She panicked and said the only words that had been pre-written by her brain in an awkward monotone: “This song reminds me of you.” Bobby stopped what he was doing and looked up at the ceiling, presumably to hear the song better. When he clocked it, he broke into a smile that made the parts of her face he was still holding onto heat up a little.
“Why’s that?” he asked, like the answer would get him “A”s in all his classes for the rest of the year. She shrugged. Very pink lips. And a cute nose, damn it.
Then Bobby pulled the napkin to his mouth without relinquishing her face and spat on it, a huge glob of saliva falling from his mouth, and raised it back to her face. She squealed and pushed him away so he rocked backwards into his seat and asked “What?!”
“Nasty,” she scowled.
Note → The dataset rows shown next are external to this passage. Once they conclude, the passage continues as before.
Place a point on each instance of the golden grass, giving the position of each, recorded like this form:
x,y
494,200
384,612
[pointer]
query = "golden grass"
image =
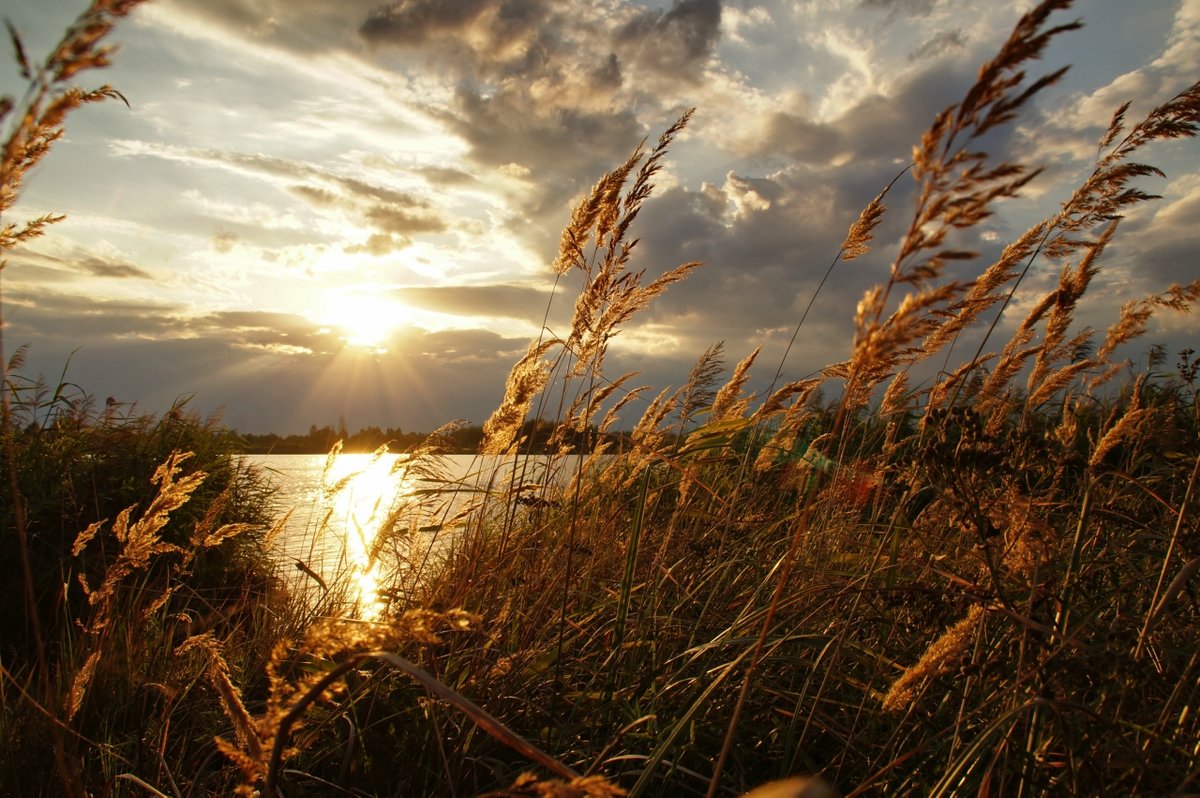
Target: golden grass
x,y
978,585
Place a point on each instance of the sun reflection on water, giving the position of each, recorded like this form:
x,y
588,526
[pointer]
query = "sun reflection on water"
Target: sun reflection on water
x,y
363,492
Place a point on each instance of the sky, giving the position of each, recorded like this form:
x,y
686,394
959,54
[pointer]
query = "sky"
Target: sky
x,y
316,211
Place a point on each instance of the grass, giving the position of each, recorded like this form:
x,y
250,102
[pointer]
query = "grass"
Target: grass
x,y
983,586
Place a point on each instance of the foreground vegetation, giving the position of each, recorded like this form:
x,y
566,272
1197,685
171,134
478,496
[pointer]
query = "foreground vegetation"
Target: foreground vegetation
x,y
981,586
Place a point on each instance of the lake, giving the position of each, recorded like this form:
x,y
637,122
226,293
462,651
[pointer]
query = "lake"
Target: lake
x,y
340,504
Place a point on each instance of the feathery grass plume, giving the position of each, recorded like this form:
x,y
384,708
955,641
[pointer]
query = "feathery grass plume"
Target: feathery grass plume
x,y
527,785
1134,317
261,743
957,187
1131,425
604,203
526,381
943,657
859,235
48,102
139,541
611,294
729,403
1105,193
982,294
881,347
787,395
784,439
699,391
1073,282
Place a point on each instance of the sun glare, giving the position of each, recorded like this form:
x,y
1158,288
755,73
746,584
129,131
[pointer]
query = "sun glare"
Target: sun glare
x,y
365,322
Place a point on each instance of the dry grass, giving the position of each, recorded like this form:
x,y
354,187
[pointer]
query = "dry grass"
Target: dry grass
x,y
979,586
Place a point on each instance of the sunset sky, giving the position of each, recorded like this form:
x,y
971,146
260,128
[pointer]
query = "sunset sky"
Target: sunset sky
x,y
321,209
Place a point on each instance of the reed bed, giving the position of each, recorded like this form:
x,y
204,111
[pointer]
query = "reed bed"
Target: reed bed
x,y
984,585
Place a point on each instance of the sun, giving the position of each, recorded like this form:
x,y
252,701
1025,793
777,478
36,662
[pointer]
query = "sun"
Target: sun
x,y
365,321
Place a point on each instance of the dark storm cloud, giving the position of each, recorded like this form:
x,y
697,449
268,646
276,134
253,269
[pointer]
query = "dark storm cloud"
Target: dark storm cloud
x,y
939,45
677,42
874,127
109,268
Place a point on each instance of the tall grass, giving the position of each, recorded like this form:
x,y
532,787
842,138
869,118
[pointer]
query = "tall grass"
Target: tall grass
x,y
983,586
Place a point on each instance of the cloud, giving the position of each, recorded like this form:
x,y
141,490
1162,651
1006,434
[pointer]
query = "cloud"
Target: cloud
x,y
677,42
390,211
118,269
223,241
493,301
939,45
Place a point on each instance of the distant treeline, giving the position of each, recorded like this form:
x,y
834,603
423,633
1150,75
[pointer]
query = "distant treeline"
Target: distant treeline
x,y
461,441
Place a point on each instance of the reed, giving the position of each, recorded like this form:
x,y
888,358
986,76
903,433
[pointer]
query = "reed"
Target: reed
x,y
979,585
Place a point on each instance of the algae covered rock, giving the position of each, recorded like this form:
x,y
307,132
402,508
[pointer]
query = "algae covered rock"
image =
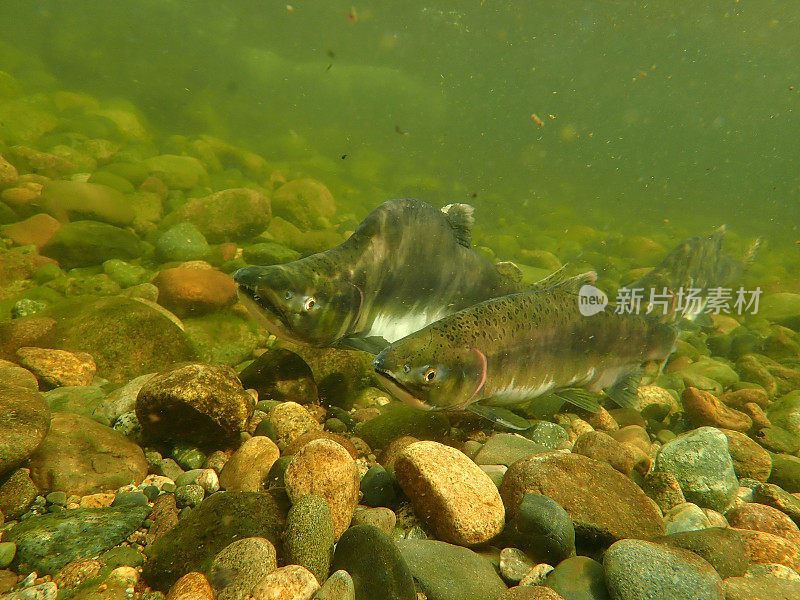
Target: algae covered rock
x,y
219,520
226,216
204,404
86,243
126,337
Chastising herself for…whatever that behavior had just been, she licked her own fingers and wiped away the rest of the food on her face. “Oh, but it’s fine when you do it,” Bobby said, rolling his eyes. The food on their plates had dwindled to a few scraps, and he craned his neck around until he made eye contact with their waiter. “May we have the check, please!” he called very politely, but still so loudly that it made her want to cover her face.
The waiter hurried over and asked, “Two checks, or–?” Bobby held up one finger.
“One, please, sir. I owe this young lady a meal.” When they were alone again, Bobby sobered suddenly and said, “I really am sorry, you know. For what I said last night. I think…” He reached for his water glass and took an enormous gulp. “I think you guys will make a really sweet pair. You’re great for each other!”
Bobby Moch, I’ve never heard you tell such a bald-faced lie, she thought. “Well, thank you, but even though Carrie Bradshaw has sanctioned our one-night stand, I think that’s all it’s going to be. We’re just gonna be friends.” Bobby looked far too happy at this news, so she added, “Probably still gonna hook up with him, though.”
Glee, that was the only word for the expression on his face as he absently tossed his credit card at the returning waiter. As the waiter walked back to the kitchen, Bobby clasped his fingers under his chin and leaned on them, pure delight strobing off him. “Sad to hear it.”
“Clearly,” she growled. It hurt, more than she had realized, that Bobby enjoyed her romantic failures as much as he did. He practically celebrated every time she fucked up her love life by forgetting a first date or putting her foot in her mouth while flirting. And there was nothing he loved more than when they were mistaken for a couple in public and he could lord the fact that he was the only man she ever spent any time with over her for a good few days. In the interest of not exposing anymore of her vulnerability, she crossed her arms over her chest and leaned back in her chair.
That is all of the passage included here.